The test here was done at 904 using a singlepartition local run key.

kakwok commented 6 years ago

It's not the commit that breaks the code, it was the configuration. Hannes made a special RSManager for me earlier which may have fixed the getParentExec() problem in light configuration. In order to test that, I imported from xml /hcalpro/904Int/DAQ_test/crate52_Oct06-17_v2 as a light configuration. I asked Hannes to take a look at the light config, in case he needs to inspect the changes made from his RSManager.

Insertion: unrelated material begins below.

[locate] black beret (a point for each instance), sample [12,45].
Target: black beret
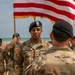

For FM development, I have made another full configuration: /hcalpro/904Int/DAQ_test/crate52_Apr09-18_v2 Sorry for not foreseeing this.

jhakala commented 6 years ago

Ah, okay, I figured out that it was a light configuration (precisely because I'm working on making utilities to navigate the QG and do things like find sibling apps) but I didn't figure out that the destroyAction problem was caused by that. Thanks!